It was barely a minute past midnight on the 1st when Jacob, son of Liseth Manuela and Wilson David, was born in La Seu d’Urgell. And an hour and a half later, in Manresa, Inass, daughter of Rachah and Abderahim, became the first girl to be born in Catalonia in 2024. When her name and the origin of her parents were known, the networks were filled with xenophobic and racist arguments about whether or not they should be considered “the first Catalans of the year.”
The reality is that Jacob and Inass are the confirmation of the new demographic profile of Catalonia, where due to aging and the drop in the birth rate, the population has only grown for some time due to the arrival of foreigners (16% of the inhabitants already are), three out of every ten women of childbearing age come from other countries, and their birth rate (measured in number of births per thousand inhabitants) is two and a half times higher than that of women born in Spain. The consequence is that the relative weight of births to foreign mothers continues to grow and now represents a third of the total.
“It is not that more children are being born to foreigners than 10 or 15 years ago, what is happening is that births to native mothers have plummeted, so that the proportion of babies born to foreign mothers is growing and that feeds the idea that “Only children of immigrants are born,” explains the director of the Center d’Estudis Demogràfics (CED), Albert Esteve.
He assures that immigrants residing in Catalonia do not have many more children than natives. Their fertility rate measured in children per woman is not very far off: 1.39 among foreign women and 1.12 among those of Spanish nationality.
“The fertility of foreign women is nothing to write home about, they do not even reach the level of generational replacement (2.1 children per woman), what happens is that the generation of Spanish women in their thirties, who would have to have children, It is a very empty generation: there are few of them and their fertility is at a minimum,” comments Esteve.
According to birth data from the INE corresponding to Catalonia, in 2022 5.8 babies were born per thousand inhabitants of Spanish nationality, compared to 14.15 per thousand foreigners. Ten years earlier, in 2012, these rates were 8.75 and 19.6 respectively, which confirms Esteve’s argument: the drop in birth rates also affects immigrants, who have fewer and fewer children, but their weight on the total of births because the birth rate of the natives is at a minimum.
The global fertility rate, which measures births per thousand women, shows the same evolution: in the last decade it has fallen from 58.23 to 44.18 among foreign women and from 39.24 to 28.37 among Spanish women. Furthermore, Catalonia now has lower fertility rates than the Spanish average among both the native population and the foreign population, something that did not happen in 2012.
Statistics also indicate that foreign women are encouraged to have children at younger ages than Spanish women, which increases the chances of having them or becoming mothers more than once. In Catalonia, foreign women who had children in 2022 were on average 2.4 years younger than Spanish women.

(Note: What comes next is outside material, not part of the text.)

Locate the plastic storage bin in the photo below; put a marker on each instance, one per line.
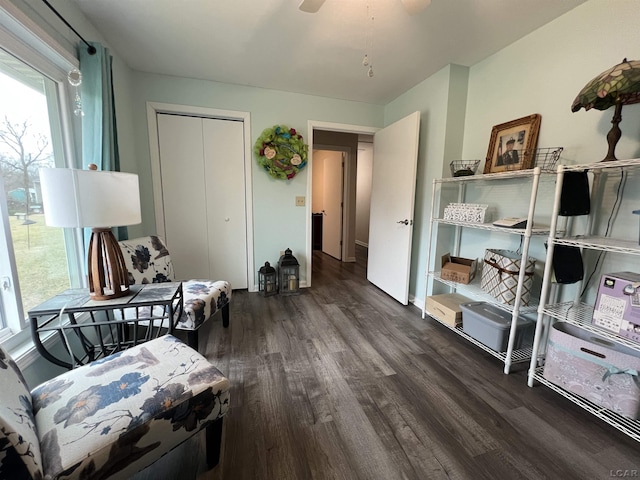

“For many years we have been in a demographic situation that leads us to population decline due to natural dynamics; What happens is that the situation was masked because when the baby boom generation reached the age of becoming parents, as there were many of them, even though they had few children, we saw the number of births increase; It did so until 2008, but now the opposite is happening and two trends are adding up in favor of the decrease in the native population: few children continue to be had and there are few candidates to be fathers or mothers because generations of few people are of fertile age,” he emphasizes. the director of the Center d’Estudis Demogràfics.
And he points out that we will have to wait ten or fifteen years for those who were born between 2000 and 2008 to reach their thirties, “when there was a mini baby-boom,” to see if the trend is broken and the birth rate in Catalonia slightly increases. and in Spain.
The number of births in Catalonia in 2022 – the last year for which there is definitive data – was the lowest since 1996. 56,344 were registered, 2.2% less than in 2021, and the number of newborns decreased in 27 of the 42 regions existing on that date. The largest decreases were recorded in La Conca de Barberà (-16.7%), L’Alta Ribargorça (-15%) and Berguedà (12.1%), according to Idescat data.